Vitamin C IS a preservative in its own right and should last.
Cofee probably needs to be bolstered with 10% Natriun sulfit - but maybe not, I'm not 100% sure here, since we're after the cafeine acid, and maybe storing it in a bottle in water solution would give us more of that?? :))

imagesfrugales said...

Thank you Eric(P) for the suggestions. Of course all the agents used in commercial developers like sulfit or bisulfit can be tried, probably with good results. But up to now I want to keep things as simple as possible, and I found some faults in my notes of the low-pH-recipe, so I decided to delete it. I also want to experiment further with Borax, although the first trials were not satisfying. If you want to experiment with low-pH-Caffenol, it's pretty simple, but you MUST have a pH-meter, everything else is a blindfolded flight in the night. In the last couple of weeks I didn't have enough spare time for playing around and I was a bit annoyed by experimenting. I had to test new gear (f.e. the fabulous 2.8/180 CZJ-Sonnar for my P6)and I wanted to take some "real" images. There will be more Caffenol playing in the future, but not as quick as you may want.

Best regards - Reinhold

Anonymous said...

I have tried out this idea by now, making 1 liter bottles of each separate ingredient, at 3 times the concentration.

For use I just measure out 200ml from each bottle, to make 600 ml for the full tank. Add 15ml of 10% KBr. The film comes out great, even if I have left the concentrated bottles stand for several weeks (a total of 3 liter mixed developer don't last me long!).

Interesting observation :
The concentrated Soda is a little turbid (a little grey looking.
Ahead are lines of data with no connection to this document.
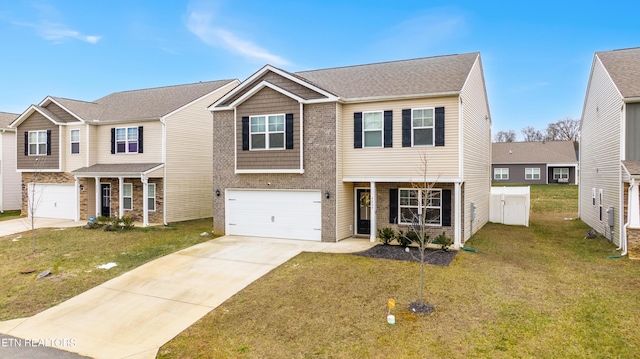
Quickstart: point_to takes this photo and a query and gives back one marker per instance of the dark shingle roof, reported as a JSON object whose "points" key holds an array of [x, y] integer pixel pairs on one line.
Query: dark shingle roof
{"points": [[6, 118], [533, 152], [624, 68], [430, 75]]}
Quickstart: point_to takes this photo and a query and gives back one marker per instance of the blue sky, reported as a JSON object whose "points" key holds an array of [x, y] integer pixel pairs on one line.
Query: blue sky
{"points": [[536, 54]]}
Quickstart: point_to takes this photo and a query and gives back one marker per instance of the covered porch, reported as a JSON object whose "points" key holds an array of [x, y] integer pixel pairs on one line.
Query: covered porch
{"points": [[118, 190]]}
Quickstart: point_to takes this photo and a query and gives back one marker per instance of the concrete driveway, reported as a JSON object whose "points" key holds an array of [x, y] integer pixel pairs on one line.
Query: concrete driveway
{"points": [[18, 225], [131, 316]]}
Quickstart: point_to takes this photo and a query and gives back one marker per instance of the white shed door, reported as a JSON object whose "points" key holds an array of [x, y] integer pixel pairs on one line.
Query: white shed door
{"points": [[274, 213], [52, 200]]}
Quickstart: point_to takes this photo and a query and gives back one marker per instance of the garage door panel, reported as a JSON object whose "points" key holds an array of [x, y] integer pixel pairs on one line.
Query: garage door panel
{"points": [[269, 213]]}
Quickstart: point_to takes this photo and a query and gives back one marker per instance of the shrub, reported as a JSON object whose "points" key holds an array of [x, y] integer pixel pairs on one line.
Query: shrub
{"points": [[386, 235]]}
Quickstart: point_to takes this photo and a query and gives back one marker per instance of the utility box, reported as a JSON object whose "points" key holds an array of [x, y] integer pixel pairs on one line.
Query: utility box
{"points": [[510, 205]]}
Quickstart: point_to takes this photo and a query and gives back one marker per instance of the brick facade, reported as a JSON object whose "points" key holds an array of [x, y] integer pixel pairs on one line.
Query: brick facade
{"points": [[319, 157]]}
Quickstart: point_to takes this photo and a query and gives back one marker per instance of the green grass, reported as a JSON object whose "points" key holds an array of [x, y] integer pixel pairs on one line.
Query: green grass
{"points": [[538, 292], [73, 254]]}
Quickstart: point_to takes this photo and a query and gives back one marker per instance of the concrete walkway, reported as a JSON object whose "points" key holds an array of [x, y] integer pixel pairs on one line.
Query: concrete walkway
{"points": [[131, 316]]}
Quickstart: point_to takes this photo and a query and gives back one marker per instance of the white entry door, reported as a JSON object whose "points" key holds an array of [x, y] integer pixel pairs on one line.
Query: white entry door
{"points": [[274, 213], [50, 200]]}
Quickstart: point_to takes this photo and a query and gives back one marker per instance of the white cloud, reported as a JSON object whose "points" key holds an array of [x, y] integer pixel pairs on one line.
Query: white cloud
{"points": [[201, 25]]}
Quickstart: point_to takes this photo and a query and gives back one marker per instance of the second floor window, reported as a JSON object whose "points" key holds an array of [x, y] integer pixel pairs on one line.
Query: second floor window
{"points": [[37, 142], [127, 140], [267, 132], [75, 141]]}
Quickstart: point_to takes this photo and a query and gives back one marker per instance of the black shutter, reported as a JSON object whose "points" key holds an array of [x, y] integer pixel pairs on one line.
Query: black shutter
{"points": [[140, 139], [393, 205], [289, 131], [446, 208], [388, 129], [357, 130], [245, 133], [113, 141], [406, 128], [48, 142], [439, 126]]}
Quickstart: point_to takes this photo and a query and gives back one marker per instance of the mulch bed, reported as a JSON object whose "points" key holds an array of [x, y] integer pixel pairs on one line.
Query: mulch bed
{"points": [[396, 252]]}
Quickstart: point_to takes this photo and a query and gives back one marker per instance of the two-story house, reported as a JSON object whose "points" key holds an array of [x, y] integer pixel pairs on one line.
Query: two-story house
{"points": [[144, 154], [10, 197], [340, 152], [610, 150]]}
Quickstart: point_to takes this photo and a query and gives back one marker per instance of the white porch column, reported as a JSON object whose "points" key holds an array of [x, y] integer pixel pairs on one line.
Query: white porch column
{"points": [[634, 205], [98, 198], [457, 236], [373, 203], [145, 201], [120, 198]]}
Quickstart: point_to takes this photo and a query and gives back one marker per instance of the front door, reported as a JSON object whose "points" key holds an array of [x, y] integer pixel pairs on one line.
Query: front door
{"points": [[106, 199], [364, 211]]}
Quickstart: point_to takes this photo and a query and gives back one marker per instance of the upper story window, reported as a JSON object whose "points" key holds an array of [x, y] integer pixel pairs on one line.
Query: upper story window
{"points": [[415, 203], [501, 173], [532, 173], [37, 143], [422, 127], [74, 135], [267, 132], [372, 126]]}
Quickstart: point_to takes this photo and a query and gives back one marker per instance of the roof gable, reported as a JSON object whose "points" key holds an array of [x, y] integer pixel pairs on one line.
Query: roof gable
{"points": [[533, 152], [624, 68]]}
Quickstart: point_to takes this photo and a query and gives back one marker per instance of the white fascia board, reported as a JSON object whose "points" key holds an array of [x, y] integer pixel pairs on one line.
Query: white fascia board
{"points": [[292, 171], [61, 106], [403, 179]]}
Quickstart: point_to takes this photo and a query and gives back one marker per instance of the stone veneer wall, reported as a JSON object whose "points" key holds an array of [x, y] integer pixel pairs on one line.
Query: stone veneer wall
{"points": [[319, 158], [633, 243], [382, 198]]}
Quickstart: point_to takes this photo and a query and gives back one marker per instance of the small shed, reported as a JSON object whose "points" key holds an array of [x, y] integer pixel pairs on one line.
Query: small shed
{"points": [[510, 205]]}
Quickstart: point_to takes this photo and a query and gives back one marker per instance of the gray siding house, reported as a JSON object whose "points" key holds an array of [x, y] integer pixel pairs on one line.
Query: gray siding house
{"points": [[610, 150], [534, 162]]}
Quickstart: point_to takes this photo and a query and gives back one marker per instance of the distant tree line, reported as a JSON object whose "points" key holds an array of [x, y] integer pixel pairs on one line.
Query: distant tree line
{"points": [[566, 129]]}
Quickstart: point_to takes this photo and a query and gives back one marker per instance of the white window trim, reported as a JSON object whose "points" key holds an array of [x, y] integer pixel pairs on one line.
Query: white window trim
{"points": [[381, 130], [432, 127], [123, 196], [533, 174], [71, 141], [127, 141], [560, 173], [267, 145], [421, 193], [151, 185], [37, 143], [500, 172]]}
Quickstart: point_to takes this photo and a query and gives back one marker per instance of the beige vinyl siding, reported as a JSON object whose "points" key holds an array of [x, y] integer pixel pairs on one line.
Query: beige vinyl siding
{"points": [[401, 162], [189, 160], [11, 180], [344, 195], [600, 149], [70, 161], [476, 150], [152, 144]]}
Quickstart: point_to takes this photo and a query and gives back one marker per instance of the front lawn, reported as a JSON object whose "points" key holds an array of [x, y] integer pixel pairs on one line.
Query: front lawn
{"points": [[543, 291], [72, 255]]}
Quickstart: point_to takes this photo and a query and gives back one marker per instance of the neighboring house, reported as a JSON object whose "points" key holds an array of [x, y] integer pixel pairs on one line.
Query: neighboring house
{"points": [[610, 150], [144, 154], [10, 196], [534, 162], [335, 153]]}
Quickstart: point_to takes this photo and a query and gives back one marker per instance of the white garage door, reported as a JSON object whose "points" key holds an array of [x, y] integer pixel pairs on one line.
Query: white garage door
{"points": [[273, 213], [52, 200]]}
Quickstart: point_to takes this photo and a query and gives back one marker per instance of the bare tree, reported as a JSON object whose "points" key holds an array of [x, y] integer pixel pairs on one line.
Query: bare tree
{"points": [[505, 136], [531, 134]]}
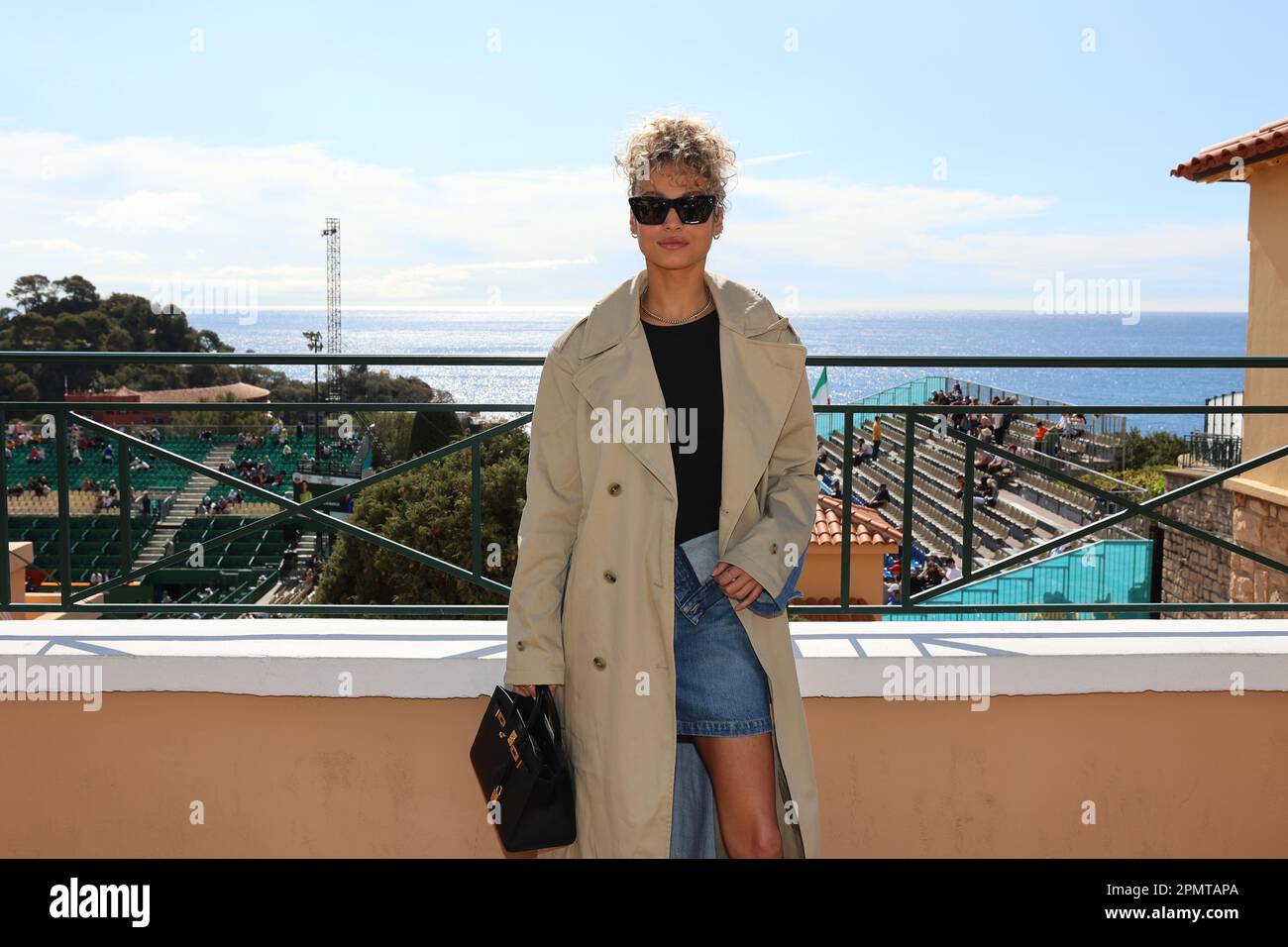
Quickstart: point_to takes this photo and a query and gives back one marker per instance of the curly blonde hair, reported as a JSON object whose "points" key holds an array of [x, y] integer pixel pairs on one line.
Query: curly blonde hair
{"points": [[688, 144]]}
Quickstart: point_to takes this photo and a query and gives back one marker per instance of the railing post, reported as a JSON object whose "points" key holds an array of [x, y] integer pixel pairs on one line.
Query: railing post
{"points": [[477, 506], [64, 526], [846, 509], [969, 513], [125, 499], [5, 591], [910, 441]]}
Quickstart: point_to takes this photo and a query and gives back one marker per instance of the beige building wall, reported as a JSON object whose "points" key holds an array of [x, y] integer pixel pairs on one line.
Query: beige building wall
{"points": [[1196, 775], [1267, 316], [822, 574]]}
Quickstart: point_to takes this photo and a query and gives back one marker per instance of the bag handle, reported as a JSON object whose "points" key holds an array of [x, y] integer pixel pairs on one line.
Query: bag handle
{"points": [[541, 690]]}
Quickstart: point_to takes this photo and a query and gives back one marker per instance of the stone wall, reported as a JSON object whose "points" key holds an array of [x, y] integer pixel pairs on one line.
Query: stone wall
{"points": [[1196, 570], [1260, 526]]}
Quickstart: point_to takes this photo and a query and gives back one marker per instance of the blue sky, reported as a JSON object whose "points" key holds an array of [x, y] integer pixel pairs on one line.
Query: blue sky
{"points": [[468, 150]]}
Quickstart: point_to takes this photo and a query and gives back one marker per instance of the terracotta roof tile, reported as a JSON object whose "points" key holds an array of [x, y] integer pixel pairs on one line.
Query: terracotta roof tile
{"points": [[833, 600], [1270, 138], [867, 526]]}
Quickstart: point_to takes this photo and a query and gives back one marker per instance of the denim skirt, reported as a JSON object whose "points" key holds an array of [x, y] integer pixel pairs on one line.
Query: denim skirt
{"points": [[720, 688]]}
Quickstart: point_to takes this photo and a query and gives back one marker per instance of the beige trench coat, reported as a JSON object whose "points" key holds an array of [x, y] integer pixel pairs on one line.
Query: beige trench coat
{"points": [[592, 599]]}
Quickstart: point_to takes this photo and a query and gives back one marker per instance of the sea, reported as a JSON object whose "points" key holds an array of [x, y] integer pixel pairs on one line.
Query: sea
{"points": [[934, 333]]}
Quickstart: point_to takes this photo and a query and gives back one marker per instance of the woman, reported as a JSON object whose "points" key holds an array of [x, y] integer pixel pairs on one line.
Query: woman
{"points": [[670, 502]]}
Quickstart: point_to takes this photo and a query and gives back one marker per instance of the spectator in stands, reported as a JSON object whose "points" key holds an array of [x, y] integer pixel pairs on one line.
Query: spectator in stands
{"points": [[862, 453], [880, 497], [991, 489], [892, 592]]}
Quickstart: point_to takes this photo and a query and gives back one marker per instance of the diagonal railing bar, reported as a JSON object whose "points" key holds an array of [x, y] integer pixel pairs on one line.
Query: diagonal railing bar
{"points": [[310, 510], [29, 407], [1128, 509], [909, 497], [305, 509], [236, 359]]}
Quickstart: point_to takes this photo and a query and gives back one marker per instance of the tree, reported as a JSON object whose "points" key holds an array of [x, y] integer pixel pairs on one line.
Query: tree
{"points": [[77, 294], [31, 292], [430, 509], [1153, 449]]}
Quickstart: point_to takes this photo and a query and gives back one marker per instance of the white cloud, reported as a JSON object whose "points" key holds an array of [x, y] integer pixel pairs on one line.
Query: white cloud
{"points": [[539, 236], [145, 211]]}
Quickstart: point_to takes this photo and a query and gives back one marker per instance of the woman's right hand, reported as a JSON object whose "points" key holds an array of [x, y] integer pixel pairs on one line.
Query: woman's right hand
{"points": [[531, 689]]}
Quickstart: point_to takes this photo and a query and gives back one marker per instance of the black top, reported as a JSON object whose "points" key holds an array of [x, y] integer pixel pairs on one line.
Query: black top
{"points": [[687, 360]]}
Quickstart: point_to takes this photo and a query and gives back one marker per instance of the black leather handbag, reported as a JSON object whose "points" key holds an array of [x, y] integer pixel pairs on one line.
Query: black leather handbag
{"points": [[519, 762]]}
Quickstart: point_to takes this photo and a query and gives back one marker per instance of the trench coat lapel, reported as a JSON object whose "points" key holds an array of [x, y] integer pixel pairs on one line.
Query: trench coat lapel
{"points": [[758, 377]]}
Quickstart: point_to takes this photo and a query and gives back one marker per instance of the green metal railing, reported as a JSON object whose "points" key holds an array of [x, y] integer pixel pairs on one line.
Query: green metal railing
{"points": [[917, 415]]}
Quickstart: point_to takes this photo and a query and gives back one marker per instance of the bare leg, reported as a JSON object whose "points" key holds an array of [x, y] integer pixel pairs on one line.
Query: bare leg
{"points": [[742, 776]]}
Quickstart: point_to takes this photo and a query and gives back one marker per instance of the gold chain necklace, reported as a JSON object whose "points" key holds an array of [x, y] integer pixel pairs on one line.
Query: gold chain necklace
{"points": [[677, 322]]}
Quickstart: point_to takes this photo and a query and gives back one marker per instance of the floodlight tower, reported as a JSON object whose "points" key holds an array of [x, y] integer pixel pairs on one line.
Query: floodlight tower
{"points": [[331, 231]]}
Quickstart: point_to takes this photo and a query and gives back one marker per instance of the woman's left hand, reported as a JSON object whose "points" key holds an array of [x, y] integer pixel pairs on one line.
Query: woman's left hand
{"points": [[737, 583]]}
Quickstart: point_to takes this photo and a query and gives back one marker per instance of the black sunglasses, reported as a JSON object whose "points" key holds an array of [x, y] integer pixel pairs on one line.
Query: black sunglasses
{"points": [[694, 209]]}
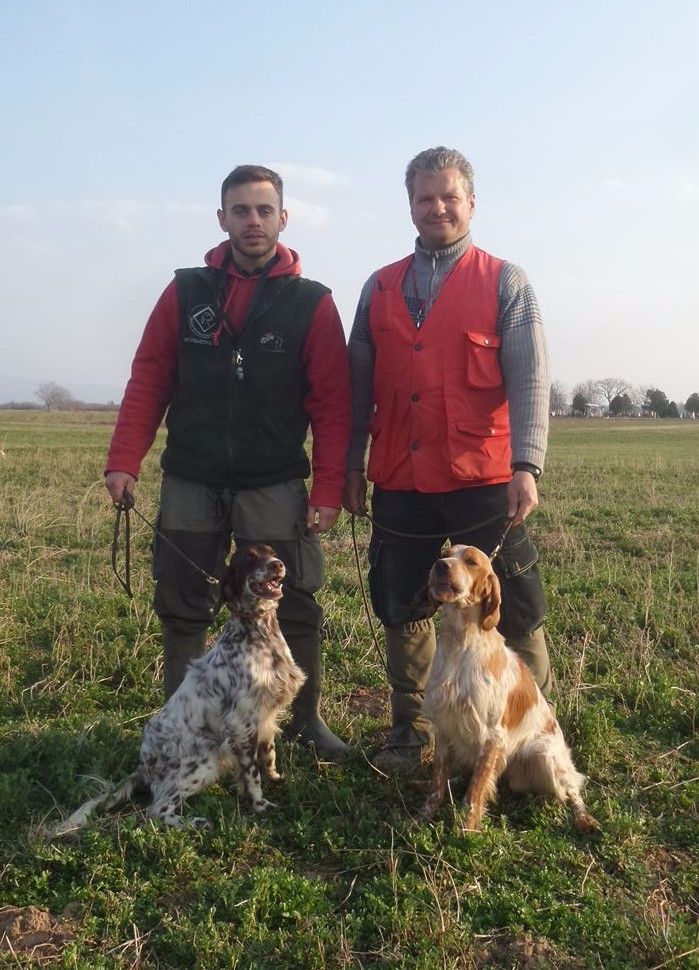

The Vitamine C concentrate is totally clear.

Mixing the two instantly lowers concentration of both, the soda clears amd then the mix turns a light yellow-green, this is presumably from the reaction, turning ascorbic acid into sodium ascorbate.

Then I add the 10% concentrate of KBr (25gram in 250ml water) just 15ml of it, and finish off with 200ml coffe concentrate (this is REALLY black and smelly!) Another reaction occurs, but not as powerful as when mixing the chemicals straight from the boxes, and the developer turns out less smelly too.

Since I put the concentrate bottles into the kitchen well before mixing, all the temperaturea are already "right" no worries over high temperatures in the soda mix, no worries over wether the coffe did dissolve, and better yet, in the coffe, heavy un-dissolvable stuyff that would contaminate the film settle on the bottom of the bottle!

I think more should give this a spin and report wether there are problems with film/developer combinations, its sure a very fast way to start working, once the preparations are done.


imagesfrugales said...

Thank you very much, Eric, for this usefull info.